Thank you in advance.

Emission Fields

emissions_fields = [
"TR.AnalyticEnvExpenditures.fperiod",
"TR.AnalyticEnvExpenditures",
"TR.PolicyEmissions",
"TR.TargetsEmissions",
"TR.BiodiversityImpactReduction",
"TR.NOxSOxEmissionsReduction",
"TR.VOCEmissionsReduction",
"TR.PMReduction",
"TR.WasteReductionInitiatives",
"TR.eWasteReduction",
"TR.EmissionsTrading",
"TR.EnvPartnerships",
"TR.ISO14000",
"TR.EMSCertifiedPct",
"TR.EnvRestorationInitiatives",
"TR.StaffTransportationReduction",
"TR.ClimateChangeRisksOpp",
"TR.EnvInvestments",
"TR.WasteRecyclingRatio",
"TR.EmissionReductionTargetPctage",
"TR.EmissionsTargetAnnualReduction",
"TR.BiodiversityNetPositiveImpact",
"TR.BiodiversityTargets",
"TR.TargetsPollution",
"TR.TargetsWaste",
"TR.PolicyPollution",
"TR.PolicyWaste",
"TR.AnalyticEnvExpendituresScore",
"TR.PolicyEmissionsScore",
"TR.eWasteReductionScore",
"TR.EmissionsTradingScore",
"TR.EnvPartnershipsScore",
"TR.EMSCertifiedPctScore",
"TR.EnvRestorationInitiativesScore",
"TR.StaffTransportationReductionScore",
"TR.ClimateChangeRisksOppScore",
"TR.BiodiversityCommitment"
]

Extract ESG Data

start_date = '2006-12-31'
end_date = '2024-12-31'
ric = list(historical_constituents['Constituent RIC'].unique())

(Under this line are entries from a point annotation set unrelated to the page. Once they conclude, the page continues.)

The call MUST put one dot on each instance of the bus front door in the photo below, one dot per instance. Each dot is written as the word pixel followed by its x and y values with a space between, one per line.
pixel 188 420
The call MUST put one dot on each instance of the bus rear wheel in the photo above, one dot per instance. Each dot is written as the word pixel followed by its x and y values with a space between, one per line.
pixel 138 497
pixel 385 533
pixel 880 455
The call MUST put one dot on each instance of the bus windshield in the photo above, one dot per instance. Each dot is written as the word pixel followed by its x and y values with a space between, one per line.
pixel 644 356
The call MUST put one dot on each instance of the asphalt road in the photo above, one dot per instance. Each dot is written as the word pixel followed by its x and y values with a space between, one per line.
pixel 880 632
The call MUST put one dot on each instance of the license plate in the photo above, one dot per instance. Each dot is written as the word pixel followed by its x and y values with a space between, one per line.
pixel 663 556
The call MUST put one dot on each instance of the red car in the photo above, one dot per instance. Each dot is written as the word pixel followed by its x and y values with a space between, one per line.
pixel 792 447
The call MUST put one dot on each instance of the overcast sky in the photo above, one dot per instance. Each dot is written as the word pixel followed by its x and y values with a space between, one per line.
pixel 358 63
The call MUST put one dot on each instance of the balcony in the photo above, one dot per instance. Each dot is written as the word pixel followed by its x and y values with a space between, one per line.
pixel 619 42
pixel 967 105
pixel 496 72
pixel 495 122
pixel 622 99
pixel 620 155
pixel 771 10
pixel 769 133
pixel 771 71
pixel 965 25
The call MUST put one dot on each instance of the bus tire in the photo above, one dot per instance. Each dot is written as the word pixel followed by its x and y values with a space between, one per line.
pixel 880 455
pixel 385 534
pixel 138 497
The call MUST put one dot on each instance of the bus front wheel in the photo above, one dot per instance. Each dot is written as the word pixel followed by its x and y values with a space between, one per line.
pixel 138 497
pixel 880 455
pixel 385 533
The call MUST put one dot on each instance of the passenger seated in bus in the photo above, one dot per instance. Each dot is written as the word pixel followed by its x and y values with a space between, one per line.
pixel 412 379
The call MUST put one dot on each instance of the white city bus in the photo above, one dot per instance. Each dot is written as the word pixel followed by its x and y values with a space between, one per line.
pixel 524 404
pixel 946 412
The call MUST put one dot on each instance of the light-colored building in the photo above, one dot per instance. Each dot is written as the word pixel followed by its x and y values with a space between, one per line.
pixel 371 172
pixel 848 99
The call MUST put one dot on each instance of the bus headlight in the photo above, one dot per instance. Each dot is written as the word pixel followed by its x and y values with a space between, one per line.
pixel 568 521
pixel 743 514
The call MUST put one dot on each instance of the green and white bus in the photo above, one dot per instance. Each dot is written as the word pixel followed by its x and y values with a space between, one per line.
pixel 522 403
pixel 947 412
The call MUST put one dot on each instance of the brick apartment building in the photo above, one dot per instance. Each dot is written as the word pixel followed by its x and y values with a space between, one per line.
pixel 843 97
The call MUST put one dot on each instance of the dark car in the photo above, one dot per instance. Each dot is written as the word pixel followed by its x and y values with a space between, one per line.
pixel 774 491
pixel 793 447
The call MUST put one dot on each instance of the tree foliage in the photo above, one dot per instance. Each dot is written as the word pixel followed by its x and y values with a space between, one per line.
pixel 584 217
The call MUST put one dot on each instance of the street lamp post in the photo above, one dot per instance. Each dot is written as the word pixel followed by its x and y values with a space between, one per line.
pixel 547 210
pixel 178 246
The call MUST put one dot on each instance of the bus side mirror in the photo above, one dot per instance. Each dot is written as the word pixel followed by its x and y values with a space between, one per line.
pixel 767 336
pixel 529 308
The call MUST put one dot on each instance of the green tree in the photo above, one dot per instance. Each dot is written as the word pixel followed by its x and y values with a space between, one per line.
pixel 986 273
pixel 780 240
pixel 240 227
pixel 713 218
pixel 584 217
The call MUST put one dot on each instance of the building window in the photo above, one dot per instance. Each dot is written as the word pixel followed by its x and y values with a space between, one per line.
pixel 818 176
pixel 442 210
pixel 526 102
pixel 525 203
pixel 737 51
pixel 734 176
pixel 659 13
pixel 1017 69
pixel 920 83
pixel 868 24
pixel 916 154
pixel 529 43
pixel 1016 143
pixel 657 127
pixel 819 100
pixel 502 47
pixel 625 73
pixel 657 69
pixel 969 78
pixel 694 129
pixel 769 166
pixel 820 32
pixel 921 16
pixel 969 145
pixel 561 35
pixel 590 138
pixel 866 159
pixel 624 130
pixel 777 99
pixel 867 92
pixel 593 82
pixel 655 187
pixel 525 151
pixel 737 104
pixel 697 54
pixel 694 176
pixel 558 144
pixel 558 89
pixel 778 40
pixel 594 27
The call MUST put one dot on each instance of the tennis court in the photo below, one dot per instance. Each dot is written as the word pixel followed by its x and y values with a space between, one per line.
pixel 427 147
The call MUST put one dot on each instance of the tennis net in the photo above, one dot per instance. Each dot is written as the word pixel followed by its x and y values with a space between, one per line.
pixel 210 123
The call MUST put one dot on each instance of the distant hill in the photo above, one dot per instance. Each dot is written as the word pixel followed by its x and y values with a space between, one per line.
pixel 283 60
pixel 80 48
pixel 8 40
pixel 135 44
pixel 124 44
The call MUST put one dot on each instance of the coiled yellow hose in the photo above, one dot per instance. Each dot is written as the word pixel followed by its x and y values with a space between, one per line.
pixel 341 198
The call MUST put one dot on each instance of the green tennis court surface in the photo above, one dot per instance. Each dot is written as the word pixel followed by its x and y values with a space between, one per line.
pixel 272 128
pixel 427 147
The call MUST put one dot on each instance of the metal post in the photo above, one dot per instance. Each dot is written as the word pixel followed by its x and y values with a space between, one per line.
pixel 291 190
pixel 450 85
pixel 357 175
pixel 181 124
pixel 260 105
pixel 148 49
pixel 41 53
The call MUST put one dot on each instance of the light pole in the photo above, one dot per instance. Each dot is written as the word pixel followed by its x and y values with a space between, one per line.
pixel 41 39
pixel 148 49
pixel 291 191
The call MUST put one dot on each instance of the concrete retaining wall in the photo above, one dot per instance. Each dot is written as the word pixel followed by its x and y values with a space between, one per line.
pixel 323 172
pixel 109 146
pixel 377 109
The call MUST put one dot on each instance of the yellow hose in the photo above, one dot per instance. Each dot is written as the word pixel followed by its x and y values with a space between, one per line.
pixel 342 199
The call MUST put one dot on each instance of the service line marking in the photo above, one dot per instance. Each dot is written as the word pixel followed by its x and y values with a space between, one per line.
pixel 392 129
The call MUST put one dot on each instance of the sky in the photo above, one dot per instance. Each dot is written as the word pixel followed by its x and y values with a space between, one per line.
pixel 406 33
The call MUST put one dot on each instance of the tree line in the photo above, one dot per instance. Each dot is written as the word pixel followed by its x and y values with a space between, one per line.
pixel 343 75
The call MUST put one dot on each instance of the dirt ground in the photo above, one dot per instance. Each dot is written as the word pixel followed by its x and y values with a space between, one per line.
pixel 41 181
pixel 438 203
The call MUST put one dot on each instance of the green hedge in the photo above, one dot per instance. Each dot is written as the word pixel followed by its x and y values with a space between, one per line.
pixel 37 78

def get_esg_data(fields, ric):
df = ld.get_data(
universe=ric,
fields=fields,
parameters={'Sdate': start_date, 'Edate': end_date, 'Frq': 'FY', 'Period': 'FY0'},
header_type=ld.HeaderType.TITLE
)
return df

emissions_df = get_esg_data(emissions_fields, ric)
emissions_df

Tagged:

Answers

  • Jirapongse
    Jirapongse ✭✭✭✭✭

    @Pasa

    Thank you for reaching out to us.

    I tested the following code.

    emissions_fields = [
        "TR.AnalyticEnvExpenditures.fperiod",
        "TR.AnalyticEnvExpenditures",
        "TR.PolicyEmissions.fperiod",
        "TR.PolicyEmissions",
        "TR.PolicyEmissionsScore.fperiod",
        "TR.PolicyEmissionsScore"
        ]
    start_date = '2006-12-31'
    end_date = '2024-12-31'
    
    df = ld.get_data(
        universe=["BBBY.OQ^E23","INSW.N"],
        fields=emissions_fields,
        parameters={'Sdate': start_date, 'Edate': end_date, 'Frq': 'FY', 'Period': 'FY0'},
        header_type=ld.HeaderType.TITLE
        )
    
    df
    

    I got this data.

    image.png

    First, you can contact the helpdesk team directly via MyAccount to verify the content.

    As far as I know, the API doesn't have an ability to fill in missing values.

  • Pasa
    Pasa Newcomer

    Hi,

    Thank you for your assistance.

    Just to confirm:

    It is not possible to extract all dates within the specified date range at the given frequency without retrieving the date ("fperiod") for every single data point? I want to limit the data extraction as much as possible :-)

  • Jirapongse
    Jirapongse ✭✭✭✭✭

    API just sends a request to the endpoint and retrieve a response.

    You may need to contact the helpdesk team to confirm this.